Unterschiedliche Winkel – unterschiedliche Frequenz
„Solche oszillierenden Reaktionen hat schon der Nobelpreisträger Gerhard Ertl untersucht“, erzählt Prof. Yuri Suchorski, der Erstautor des Papers, der, wie auch Prof. Rupprechter, im Berliner Institut von Prof. Ertl tätig war, bevor er an die TU Wien wechselte. „Wir sind nun aber einen wichtigen Schritt weitergegangen: Uns ist es gelungen, auf einer polykristallinen Oberfläche zahlreiche Oszillationen unterschiedlicher Frequenz gleichzeitig ablaufen zu lassen.“ Eine polykristalline Oberfläche besteht aus unterschiedlichen Kristallkörnern, deren Kristallgitter in unterschiedlichen Winkeln zur Oberfläche ausgerichtet sind.

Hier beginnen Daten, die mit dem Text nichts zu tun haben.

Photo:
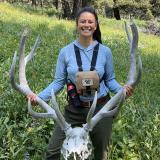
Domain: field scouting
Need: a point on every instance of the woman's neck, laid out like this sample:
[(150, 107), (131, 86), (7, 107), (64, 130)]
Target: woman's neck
[(85, 42)]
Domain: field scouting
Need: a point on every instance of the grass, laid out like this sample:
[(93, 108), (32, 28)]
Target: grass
[(135, 131)]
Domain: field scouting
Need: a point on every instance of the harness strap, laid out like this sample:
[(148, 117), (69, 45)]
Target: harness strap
[(94, 57), (78, 58)]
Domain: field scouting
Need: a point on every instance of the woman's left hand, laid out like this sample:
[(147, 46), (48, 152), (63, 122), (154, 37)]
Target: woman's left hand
[(129, 90)]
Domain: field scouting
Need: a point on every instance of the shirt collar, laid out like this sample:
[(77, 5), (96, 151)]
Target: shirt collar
[(90, 47)]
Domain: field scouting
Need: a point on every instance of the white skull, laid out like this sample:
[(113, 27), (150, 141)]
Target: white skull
[(77, 143)]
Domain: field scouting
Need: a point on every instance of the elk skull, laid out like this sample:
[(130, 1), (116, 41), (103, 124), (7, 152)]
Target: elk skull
[(77, 139)]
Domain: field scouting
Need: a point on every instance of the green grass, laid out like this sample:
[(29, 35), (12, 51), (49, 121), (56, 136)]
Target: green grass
[(135, 131)]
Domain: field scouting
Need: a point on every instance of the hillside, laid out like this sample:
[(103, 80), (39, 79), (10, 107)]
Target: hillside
[(136, 129)]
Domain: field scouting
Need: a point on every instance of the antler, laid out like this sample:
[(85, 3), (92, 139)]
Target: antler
[(24, 88), (134, 76)]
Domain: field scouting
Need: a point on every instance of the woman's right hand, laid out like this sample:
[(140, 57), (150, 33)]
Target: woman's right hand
[(32, 98)]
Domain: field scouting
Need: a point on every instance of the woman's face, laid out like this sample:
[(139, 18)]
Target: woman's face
[(86, 24)]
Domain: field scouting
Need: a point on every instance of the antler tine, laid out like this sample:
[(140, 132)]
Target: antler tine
[(22, 77), (23, 87), (64, 125), (134, 78), (113, 105), (33, 53), (108, 110), (127, 32)]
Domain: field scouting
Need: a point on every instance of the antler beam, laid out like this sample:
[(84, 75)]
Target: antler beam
[(24, 88)]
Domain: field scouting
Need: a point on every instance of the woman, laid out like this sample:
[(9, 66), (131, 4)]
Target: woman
[(67, 69)]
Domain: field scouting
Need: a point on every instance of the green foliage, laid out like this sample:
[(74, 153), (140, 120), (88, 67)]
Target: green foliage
[(136, 129)]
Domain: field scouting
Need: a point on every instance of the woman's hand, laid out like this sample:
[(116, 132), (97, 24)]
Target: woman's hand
[(129, 90), (32, 98)]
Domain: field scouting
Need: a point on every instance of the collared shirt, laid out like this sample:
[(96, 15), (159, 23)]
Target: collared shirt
[(67, 68)]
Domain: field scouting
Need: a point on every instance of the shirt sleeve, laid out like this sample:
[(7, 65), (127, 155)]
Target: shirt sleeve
[(111, 82), (59, 79)]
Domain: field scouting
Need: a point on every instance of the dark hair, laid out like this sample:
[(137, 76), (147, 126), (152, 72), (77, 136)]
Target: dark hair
[(97, 32)]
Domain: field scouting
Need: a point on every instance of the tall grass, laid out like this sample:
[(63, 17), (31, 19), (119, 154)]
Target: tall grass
[(135, 130)]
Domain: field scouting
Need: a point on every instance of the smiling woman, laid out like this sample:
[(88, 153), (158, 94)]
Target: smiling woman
[(84, 60)]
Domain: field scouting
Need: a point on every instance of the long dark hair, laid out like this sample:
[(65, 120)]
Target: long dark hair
[(97, 32)]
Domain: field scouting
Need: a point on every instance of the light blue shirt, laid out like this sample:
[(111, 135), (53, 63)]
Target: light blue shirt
[(67, 68)]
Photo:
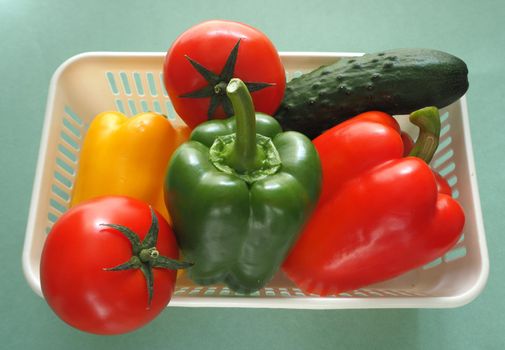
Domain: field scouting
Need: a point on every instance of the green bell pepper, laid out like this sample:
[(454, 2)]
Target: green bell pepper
[(239, 192)]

Diese Winkel spielen eine entscheidende Rolle: Von der Richtung, in der man einen Kristall schneidet, hängt die geometrische Anordnung der Atome auf seiner Oberfläche ab. Und das legt auch die Geschwindigkeit fest, mit der die chemische Reaktion den Oszillations-Zyklus durchläuft.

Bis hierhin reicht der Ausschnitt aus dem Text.